Home > The Princess Knight (The Scarred Earth Saga #2)(10)

The Princess Knight (The Scarred Earth Saga #2)(10)
Author: G.A. Aiken

“Did you say that just because you wanted to see her naked?”

“I had to. The size of her shoulders and thighs absolutely fascinated me. Then it just became a regular thing.”

“Caid doesn’t mind?”

“Not so far.”

“I’ll make sure to point it out to him.”

“Why do you hate me so much?”

She started back toward the mountain so she could return to her training. “You make it so easy.”

“Hey!” he called out and she faced him. “How far up were you?”

Gemma lifted her face to the sky, squinting against the two bright suns. She found the spot and pointed. Quinn’s gaze followed and he snorted.

“The gods really do protect you monks, don’t they?”

“What do you mean?”

“Woman, you never should have survived that fall. At least not without a broken back. And yet you walk away.”

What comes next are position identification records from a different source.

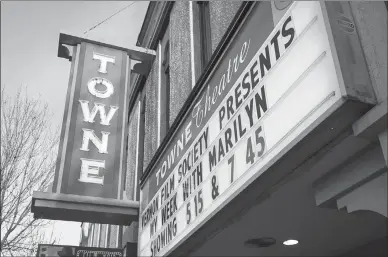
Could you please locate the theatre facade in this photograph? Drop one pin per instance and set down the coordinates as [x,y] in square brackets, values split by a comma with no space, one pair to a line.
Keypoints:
[256,123]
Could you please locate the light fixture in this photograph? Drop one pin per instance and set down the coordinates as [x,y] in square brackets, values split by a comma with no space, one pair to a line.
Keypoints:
[290,242]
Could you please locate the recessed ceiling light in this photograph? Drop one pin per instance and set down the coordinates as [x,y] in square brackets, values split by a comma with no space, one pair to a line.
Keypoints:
[290,242]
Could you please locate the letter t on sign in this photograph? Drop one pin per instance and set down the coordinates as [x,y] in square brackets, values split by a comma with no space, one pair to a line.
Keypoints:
[90,170]
[104,59]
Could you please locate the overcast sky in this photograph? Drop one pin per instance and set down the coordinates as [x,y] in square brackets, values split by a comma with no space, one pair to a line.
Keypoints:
[29,43]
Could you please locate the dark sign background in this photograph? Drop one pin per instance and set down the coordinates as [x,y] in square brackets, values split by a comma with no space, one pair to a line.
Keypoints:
[67,181]
[45,250]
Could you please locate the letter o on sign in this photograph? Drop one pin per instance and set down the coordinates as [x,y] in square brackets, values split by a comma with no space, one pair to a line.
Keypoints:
[100,93]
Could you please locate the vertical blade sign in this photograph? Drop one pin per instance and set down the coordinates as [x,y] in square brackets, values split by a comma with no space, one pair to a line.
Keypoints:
[90,157]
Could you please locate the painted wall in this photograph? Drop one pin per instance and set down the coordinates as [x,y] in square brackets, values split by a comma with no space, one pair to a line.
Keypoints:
[180,50]
[221,14]
[371,22]
[132,152]
[151,114]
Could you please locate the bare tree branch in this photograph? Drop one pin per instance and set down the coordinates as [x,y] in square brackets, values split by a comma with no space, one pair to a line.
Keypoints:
[28,155]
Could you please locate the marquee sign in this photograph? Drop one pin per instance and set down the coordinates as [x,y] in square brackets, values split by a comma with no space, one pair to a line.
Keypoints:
[46,250]
[272,84]
[90,159]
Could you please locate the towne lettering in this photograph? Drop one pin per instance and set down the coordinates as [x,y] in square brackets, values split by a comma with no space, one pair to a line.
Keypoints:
[90,168]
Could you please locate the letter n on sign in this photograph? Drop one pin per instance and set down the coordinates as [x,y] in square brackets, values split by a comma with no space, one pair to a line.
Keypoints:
[92,151]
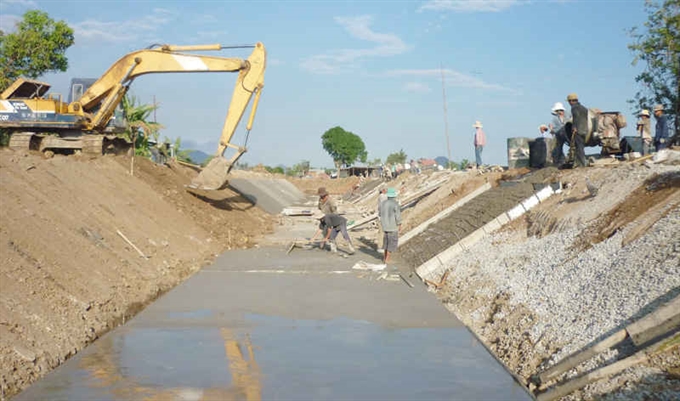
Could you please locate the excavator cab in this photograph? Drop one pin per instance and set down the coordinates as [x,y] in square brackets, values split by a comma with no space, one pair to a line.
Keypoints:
[118,122]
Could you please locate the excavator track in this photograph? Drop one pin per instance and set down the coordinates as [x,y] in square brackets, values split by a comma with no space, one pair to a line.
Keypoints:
[24,141]
[96,145]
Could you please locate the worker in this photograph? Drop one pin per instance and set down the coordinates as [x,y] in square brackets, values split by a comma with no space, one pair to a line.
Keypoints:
[390,218]
[644,129]
[379,238]
[557,130]
[326,203]
[661,140]
[332,224]
[479,142]
[579,131]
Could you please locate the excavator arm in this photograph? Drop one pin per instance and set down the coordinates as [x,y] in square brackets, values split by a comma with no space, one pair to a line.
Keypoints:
[100,100]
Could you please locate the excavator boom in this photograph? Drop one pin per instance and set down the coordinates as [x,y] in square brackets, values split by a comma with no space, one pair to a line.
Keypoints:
[107,92]
[88,116]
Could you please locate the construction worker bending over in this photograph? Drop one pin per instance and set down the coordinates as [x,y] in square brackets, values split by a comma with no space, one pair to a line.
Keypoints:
[332,224]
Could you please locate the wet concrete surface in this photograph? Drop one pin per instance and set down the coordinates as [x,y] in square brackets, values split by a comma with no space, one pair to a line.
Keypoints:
[270,195]
[261,324]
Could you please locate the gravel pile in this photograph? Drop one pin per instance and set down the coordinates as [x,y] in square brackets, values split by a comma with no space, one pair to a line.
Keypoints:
[535,301]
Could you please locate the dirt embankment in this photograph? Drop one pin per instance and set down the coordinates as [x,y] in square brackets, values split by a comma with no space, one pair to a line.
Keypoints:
[69,270]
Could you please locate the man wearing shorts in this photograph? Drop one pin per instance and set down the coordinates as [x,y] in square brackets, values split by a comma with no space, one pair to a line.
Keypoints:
[390,218]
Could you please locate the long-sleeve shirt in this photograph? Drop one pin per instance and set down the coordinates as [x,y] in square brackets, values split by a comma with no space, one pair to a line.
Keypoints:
[580,119]
[558,122]
[661,128]
[332,220]
[328,206]
[381,198]
[480,137]
[644,126]
[390,215]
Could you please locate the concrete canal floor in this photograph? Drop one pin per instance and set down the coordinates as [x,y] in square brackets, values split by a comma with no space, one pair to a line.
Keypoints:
[263,324]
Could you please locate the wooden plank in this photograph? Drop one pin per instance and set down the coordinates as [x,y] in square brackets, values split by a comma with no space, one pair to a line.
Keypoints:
[573,385]
[423,226]
[579,357]
[609,370]
[663,320]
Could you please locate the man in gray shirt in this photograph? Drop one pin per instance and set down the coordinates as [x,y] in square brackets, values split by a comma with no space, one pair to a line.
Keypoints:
[390,218]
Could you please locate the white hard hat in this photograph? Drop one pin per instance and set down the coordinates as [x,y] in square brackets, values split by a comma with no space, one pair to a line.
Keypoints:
[557,106]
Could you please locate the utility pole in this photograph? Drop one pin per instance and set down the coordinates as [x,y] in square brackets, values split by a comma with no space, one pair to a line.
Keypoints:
[446,119]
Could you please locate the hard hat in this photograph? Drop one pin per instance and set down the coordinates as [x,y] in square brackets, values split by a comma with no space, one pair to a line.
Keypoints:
[558,106]
[318,215]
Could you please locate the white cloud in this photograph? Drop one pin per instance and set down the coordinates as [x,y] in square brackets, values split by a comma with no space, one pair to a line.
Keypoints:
[416,87]
[470,5]
[452,78]
[359,27]
[122,31]
[8,22]
[23,3]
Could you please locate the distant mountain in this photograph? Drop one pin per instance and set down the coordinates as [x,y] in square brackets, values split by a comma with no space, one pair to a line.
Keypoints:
[441,160]
[198,156]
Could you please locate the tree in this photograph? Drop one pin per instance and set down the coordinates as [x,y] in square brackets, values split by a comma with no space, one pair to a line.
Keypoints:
[138,127]
[659,48]
[374,162]
[37,47]
[344,147]
[397,157]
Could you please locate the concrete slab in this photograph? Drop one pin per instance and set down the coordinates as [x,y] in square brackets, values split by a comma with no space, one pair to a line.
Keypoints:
[271,195]
[260,324]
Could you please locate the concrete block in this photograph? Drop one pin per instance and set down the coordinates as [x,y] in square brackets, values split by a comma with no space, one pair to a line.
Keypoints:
[516,212]
[427,269]
[491,226]
[544,193]
[530,202]
[449,254]
[472,239]
[503,219]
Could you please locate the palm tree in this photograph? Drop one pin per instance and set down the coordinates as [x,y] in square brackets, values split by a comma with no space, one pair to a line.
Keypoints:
[138,127]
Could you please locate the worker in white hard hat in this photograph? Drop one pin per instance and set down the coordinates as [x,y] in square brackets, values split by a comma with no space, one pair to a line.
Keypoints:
[661,137]
[644,129]
[557,130]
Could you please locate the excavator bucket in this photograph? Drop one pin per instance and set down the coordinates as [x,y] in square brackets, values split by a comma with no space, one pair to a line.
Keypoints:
[213,176]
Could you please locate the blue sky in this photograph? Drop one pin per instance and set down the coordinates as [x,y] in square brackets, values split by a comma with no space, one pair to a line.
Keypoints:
[371,67]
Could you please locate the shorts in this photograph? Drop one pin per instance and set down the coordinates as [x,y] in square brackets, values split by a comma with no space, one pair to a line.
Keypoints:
[391,241]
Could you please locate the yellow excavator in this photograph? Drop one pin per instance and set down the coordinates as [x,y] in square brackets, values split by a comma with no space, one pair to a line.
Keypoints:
[92,117]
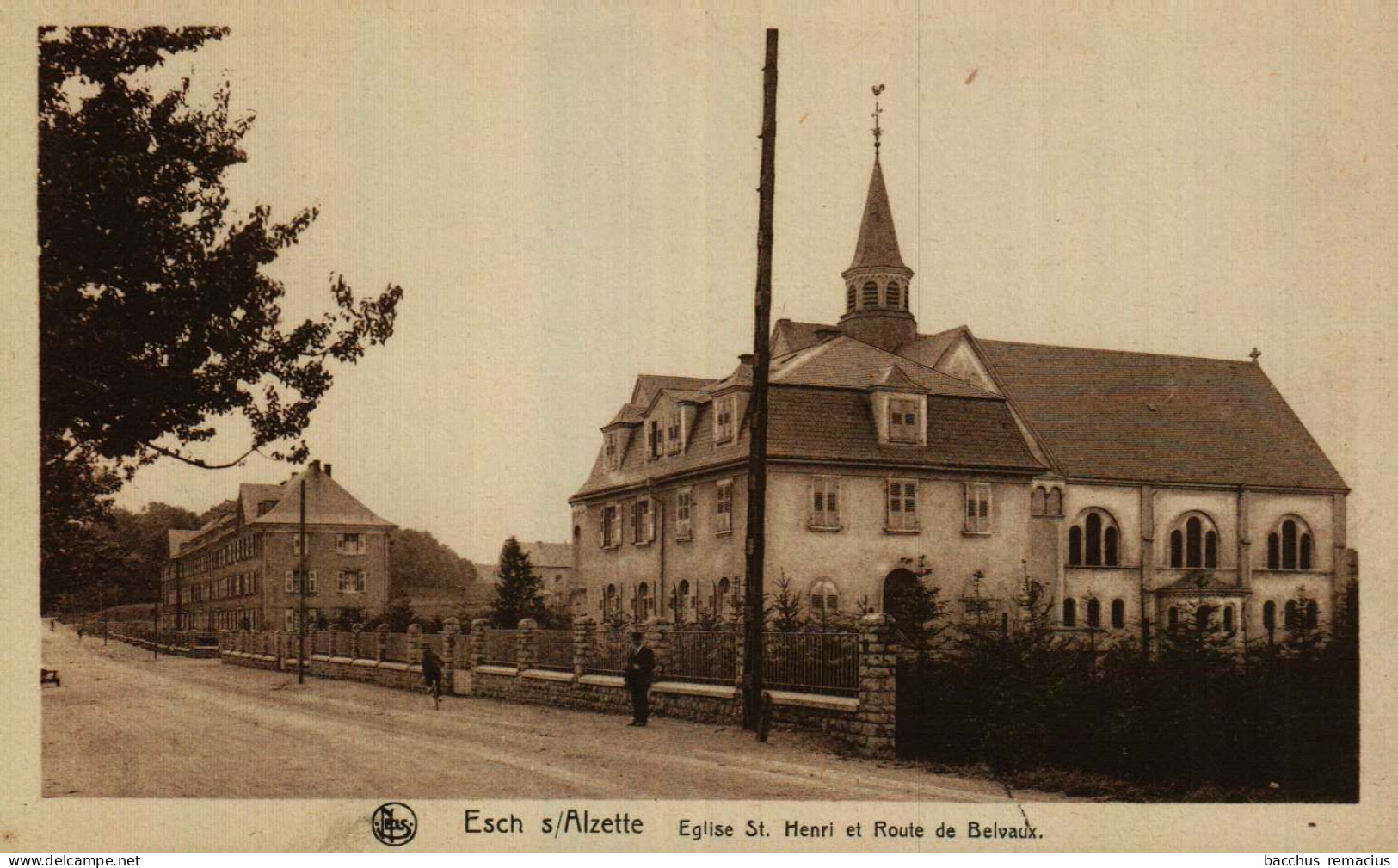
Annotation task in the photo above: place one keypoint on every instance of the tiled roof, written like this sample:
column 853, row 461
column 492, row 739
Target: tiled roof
column 849, row 364
column 798, row 336
column 1141, row 417
column 252, row 494
column 328, row 502
column 838, row 424
column 649, row 384
column 878, row 239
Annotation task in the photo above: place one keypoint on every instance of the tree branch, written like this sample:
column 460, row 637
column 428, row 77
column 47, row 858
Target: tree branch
column 199, row 463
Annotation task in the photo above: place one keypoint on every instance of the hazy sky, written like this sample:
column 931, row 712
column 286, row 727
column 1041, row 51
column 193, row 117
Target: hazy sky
column 568, row 199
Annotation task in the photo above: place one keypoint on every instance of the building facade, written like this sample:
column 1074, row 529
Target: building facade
column 241, row 569
column 1131, row 488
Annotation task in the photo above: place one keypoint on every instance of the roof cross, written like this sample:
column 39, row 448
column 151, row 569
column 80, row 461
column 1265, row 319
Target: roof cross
column 878, row 130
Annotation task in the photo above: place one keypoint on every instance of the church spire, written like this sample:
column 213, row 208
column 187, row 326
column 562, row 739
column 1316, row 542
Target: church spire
column 877, row 281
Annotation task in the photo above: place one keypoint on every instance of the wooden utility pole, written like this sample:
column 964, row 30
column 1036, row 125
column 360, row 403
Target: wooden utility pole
column 301, row 577
column 758, row 407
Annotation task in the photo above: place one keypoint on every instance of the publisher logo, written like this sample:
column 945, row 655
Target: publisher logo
column 393, row 823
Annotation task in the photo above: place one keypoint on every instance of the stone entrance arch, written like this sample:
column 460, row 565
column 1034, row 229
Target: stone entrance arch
column 899, row 586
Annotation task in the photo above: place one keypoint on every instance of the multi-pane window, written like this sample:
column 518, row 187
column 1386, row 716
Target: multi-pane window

Gemma stared at the spot she’d fallen from and realized that the centaur had a point. Whether she’d fallen in the river or a giant pile of pillows, she should have been injured if not outright killed. And yet . . . she felt relatively fine. No broken bones. No internal damage, from what she could tell. Her brain seemed relatively intact since she’d had an entire philosophical debate with her sister on evil.

Did her god still protect her?

“Oh . . . and, Brother Gemma,” Quinn called out to her, his centaur body returning to the river, “feel free to join us at your leisure whenever we are bathing.”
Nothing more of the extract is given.